YANGON - Myanmar President Thein Sein had a rare meeting on Monday with opposition leader Aung San Suu Kyi to discuss constitutional changes and the first election under the country's new democratic system, a minister said.
It was the fifth round of talks between the two since the Nobel laureate's release from house arrest in 2010 and coincided with a sharpening debate over a constitution that grants a powerful political role to the military but bars Aung San Suu Kyi from becoming president.
“It was a one-on-one meeting and they discussed matters concerning constitutional amendments and holding a free and fair general election,” presidential spokesman and information minister Ye Htut said on his Facebook page late on Monday.

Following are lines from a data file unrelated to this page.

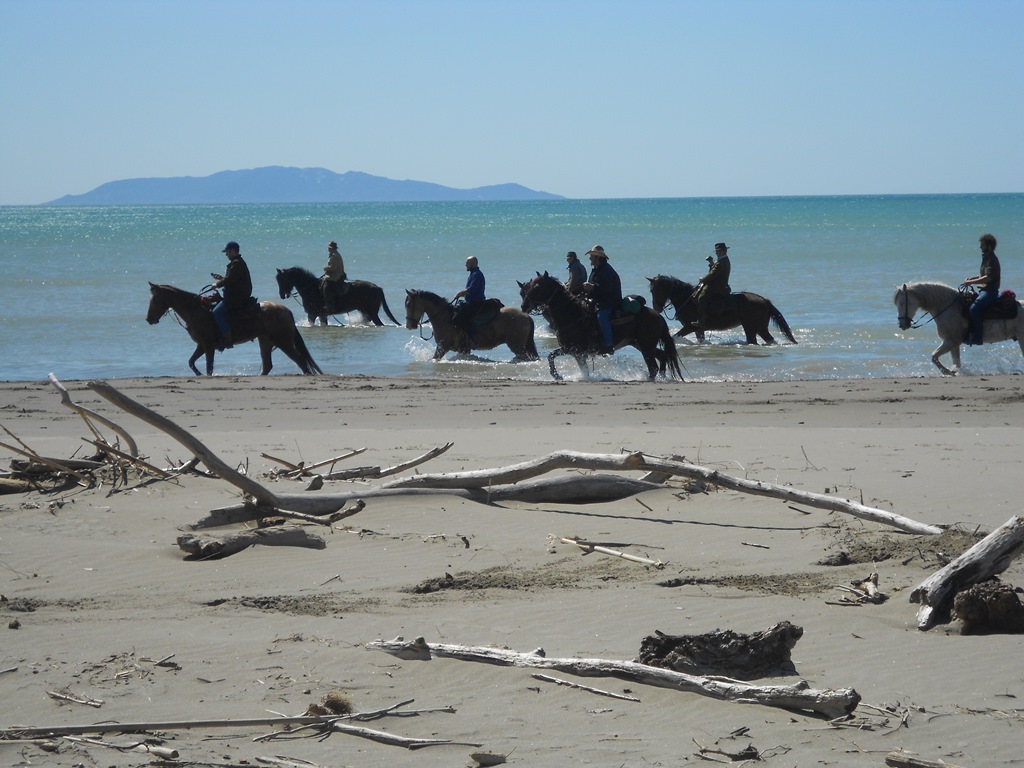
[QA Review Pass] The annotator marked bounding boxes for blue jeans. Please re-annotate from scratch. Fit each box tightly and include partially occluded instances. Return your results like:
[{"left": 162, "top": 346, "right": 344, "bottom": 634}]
[
  {"left": 212, "top": 301, "right": 231, "bottom": 337},
  {"left": 969, "top": 289, "right": 997, "bottom": 344},
  {"left": 596, "top": 308, "right": 613, "bottom": 348}
]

He did not elaborate.
Thein Sein approved a constitutional referendum law last month following domestic and international pressure to reform a political system long stacked in favor of the military. The army oversaw 49 years of brutal rule and left the southeast Asian country impoverished and chronically underdeveloped.

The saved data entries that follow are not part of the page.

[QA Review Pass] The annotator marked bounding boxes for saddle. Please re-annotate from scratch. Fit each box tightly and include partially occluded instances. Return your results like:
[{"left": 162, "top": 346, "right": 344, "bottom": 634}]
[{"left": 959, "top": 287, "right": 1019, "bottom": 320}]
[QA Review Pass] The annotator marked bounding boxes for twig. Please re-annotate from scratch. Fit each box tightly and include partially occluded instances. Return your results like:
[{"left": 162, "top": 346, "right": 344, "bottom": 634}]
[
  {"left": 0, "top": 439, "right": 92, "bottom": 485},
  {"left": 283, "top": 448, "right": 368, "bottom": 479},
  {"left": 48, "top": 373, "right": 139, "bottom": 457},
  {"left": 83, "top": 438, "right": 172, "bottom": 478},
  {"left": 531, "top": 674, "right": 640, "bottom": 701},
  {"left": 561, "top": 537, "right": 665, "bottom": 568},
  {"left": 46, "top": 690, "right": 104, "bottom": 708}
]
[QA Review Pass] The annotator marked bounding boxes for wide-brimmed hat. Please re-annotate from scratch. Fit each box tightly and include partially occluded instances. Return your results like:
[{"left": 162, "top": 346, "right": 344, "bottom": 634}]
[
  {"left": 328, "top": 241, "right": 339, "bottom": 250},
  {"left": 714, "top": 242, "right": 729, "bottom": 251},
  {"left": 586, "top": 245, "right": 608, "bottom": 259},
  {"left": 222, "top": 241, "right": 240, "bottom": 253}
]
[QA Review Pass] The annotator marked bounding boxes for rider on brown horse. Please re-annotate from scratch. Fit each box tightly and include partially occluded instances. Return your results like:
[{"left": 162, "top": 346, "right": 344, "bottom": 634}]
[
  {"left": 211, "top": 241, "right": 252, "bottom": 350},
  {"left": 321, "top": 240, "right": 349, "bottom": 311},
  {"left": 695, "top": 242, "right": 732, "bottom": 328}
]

Aung San Suu Kyi and her National League for Democracy (NLD) party want to change the constitution, which the military drafted with a clause preventing anyone with a spouse or children of foreign citizenship from becoming president.
Aung San Suu Kyi, the daughter of late independence hero Aung San, has British sons and remains hugely popular in Myanmar. The NLD doubts any referendum this year would address the exclusion clause.
Thein Sein's success in convincing Aung San Suu Kyi to enter a political arena controlled by the same generals who for years had persecuted her was among several surprise moves since 2011 that saw him praised as a reformer.
However, she may need to be convinced to run again. Aung San Suu Kyi said in December it was “too early” for the NLD to commit to the election, slated for the end of this year. That followed the government's lukewarm response to an NLD petition backed by five million people in favor of charter change.
Political analyst Yan Myo Thein said he hoped Thein Sein had good intentions and that his holding of the meeting was not a ploy to reduce political pressure.
“The most important thing I hope is that the government doesn't use this opportunity just for creating breathing space,” he said.
“I hope this meeting will result in something that can benefit the entire country.”